We combined male and female patients of the two cohorts in separate datasets to assess the classification capacity gender-wise (Table 1). We maintained the same input biomarkers identified by the PCA analysis. We found that the classification of female patients outperforms the metrics of male patients despite the accuracy of male patients being higher than that of females (i.e., 77% vs. 73.66%, respectively).

The prediction capacity of individual biomarkers

To test the clinical outcome prediction capacity of each biomarker, we ran individual ANNs with a single neuron as input. In these regards, we observed the ROC curves for each individual biomarker (Fig. 4) and compared it to how the error dropped after 200 epochs in the ANN model (Fig. 5). The same biomarkers with satisfactory ROC scores matched the low error after 200 epochs (Table 2).

The biomarkers that individually showed a satisfactory prediction capacity (balanced performance metrics) are TNF- α, PDL1, LIPO, ICAM1, and VCAM; from these, TNF- α, ICAM.1, and VCAM are the main contributors of the PC1 found by the PCA analysis.

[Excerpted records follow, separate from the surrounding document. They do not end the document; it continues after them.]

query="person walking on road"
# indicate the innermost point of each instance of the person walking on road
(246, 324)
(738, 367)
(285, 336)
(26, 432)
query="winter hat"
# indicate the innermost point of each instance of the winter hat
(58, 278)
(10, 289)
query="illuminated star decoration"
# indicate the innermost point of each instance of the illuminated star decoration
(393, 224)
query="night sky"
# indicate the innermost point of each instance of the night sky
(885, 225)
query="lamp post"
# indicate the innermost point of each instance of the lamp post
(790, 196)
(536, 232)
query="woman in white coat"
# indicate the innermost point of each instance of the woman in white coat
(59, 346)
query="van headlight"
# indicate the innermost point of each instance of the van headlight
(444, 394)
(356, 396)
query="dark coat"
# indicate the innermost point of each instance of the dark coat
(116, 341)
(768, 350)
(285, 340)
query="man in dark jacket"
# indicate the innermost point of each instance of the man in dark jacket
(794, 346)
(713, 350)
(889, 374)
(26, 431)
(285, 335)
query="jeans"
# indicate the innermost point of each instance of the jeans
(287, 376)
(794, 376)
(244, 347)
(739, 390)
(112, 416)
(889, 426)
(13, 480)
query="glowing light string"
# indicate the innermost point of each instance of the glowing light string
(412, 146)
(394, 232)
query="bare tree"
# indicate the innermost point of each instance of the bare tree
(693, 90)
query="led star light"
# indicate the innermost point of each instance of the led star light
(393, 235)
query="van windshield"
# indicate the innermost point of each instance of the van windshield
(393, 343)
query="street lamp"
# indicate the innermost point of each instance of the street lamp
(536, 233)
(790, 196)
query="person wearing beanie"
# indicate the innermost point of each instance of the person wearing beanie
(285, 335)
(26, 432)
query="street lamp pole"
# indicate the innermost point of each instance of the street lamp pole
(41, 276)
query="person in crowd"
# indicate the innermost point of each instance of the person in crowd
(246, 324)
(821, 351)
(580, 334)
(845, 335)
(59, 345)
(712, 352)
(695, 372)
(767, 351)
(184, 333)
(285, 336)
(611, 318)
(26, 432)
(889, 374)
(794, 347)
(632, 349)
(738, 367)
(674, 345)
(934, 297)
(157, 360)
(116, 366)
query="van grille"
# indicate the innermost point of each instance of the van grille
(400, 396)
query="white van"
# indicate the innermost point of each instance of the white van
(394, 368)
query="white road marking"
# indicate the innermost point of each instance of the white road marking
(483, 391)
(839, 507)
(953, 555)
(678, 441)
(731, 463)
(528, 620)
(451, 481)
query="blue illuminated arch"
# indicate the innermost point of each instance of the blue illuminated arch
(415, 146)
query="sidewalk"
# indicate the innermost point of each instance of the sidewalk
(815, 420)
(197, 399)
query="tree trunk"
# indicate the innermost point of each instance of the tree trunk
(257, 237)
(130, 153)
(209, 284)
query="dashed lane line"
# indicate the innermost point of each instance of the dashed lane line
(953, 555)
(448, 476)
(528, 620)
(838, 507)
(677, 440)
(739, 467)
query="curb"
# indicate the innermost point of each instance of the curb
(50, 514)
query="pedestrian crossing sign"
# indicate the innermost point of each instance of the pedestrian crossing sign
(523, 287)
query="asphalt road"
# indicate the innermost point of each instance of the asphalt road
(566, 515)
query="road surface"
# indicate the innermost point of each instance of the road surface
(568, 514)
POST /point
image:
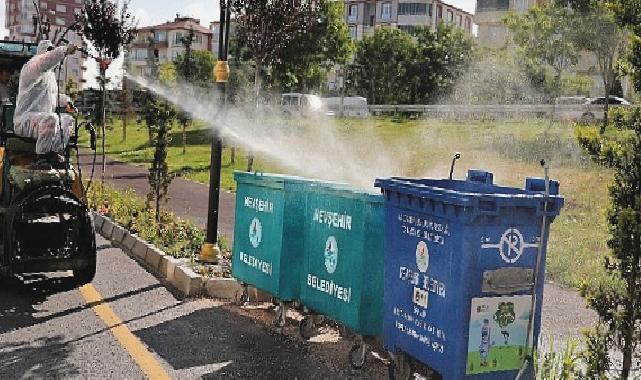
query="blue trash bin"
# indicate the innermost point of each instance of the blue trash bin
(460, 258)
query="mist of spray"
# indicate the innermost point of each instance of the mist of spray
(317, 148)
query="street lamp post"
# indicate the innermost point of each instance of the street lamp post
(210, 250)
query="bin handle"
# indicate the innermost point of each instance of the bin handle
(487, 206)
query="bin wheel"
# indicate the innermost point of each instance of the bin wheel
(281, 315)
(307, 328)
(399, 368)
(357, 355)
(242, 299)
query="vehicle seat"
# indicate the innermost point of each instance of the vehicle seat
(22, 177)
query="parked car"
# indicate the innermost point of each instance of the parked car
(352, 106)
(571, 100)
(613, 101)
(301, 104)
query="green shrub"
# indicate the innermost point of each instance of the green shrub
(176, 237)
(563, 365)
(603, 149)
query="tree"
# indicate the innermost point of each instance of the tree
(304, 63)
(381, 65)
(496, 77)
(195, 68)
(617, 300)
(546, 38)
(443, 57)
(159, 115)
(127, 102)
(184, 68)
(265, 28)
(109, 28)
(597, 32)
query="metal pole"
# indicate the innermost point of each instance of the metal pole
(210, 250)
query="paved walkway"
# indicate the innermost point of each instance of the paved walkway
(187, 199)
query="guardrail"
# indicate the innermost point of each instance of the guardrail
(569, 112)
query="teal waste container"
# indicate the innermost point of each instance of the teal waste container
(342, 270)
(460, 262)
(268, 233)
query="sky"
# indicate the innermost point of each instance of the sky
(150, 12)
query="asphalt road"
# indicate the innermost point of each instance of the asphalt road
(50, 330)
(186, 199)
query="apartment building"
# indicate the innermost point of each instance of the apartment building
(19, 19)
(364, 16)
(165, 42)
(489, 16)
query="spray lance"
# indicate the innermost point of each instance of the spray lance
(457, 156)
(527, 370)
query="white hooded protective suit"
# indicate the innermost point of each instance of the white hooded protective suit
(35, 115)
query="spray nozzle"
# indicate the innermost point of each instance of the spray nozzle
(456, 157)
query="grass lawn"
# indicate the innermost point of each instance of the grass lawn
(509, 149)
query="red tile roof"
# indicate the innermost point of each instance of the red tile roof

Validation of the findings with an external cohort

In order to provide validation to the models previously identified, an external source of COVID-19 patients. At that time, the circling variant in the British Isles was B.1.1.7. In Fig. 6A, we assess the generalization capacity of three different classification approaches explored in this work. From it, the patients were divided into two classes (i.e., recovered and deceased), and each class was validated with the classification models. Firstly, the classification with 28 biomarkers only classified the deceased patients correctly. In the second approach, the five best ranking PCA biomarkers produced a balanced prediction of the two classes. Finally, the classification with the best individual biomarker (i.e., TNF- α) also only managed to yield a satisfactory classification of deceased patients. In Fig. 6B, we isolate the model that well generalized the external data (i.e., five best-ranking PCA biomarkers) and map the validation data into the ANN’s sigmoid function for which both deceased and recovered patients were satisfactorily classified. The average function outcome is 0.42 and 0.61 for deceased and recovered, respectively.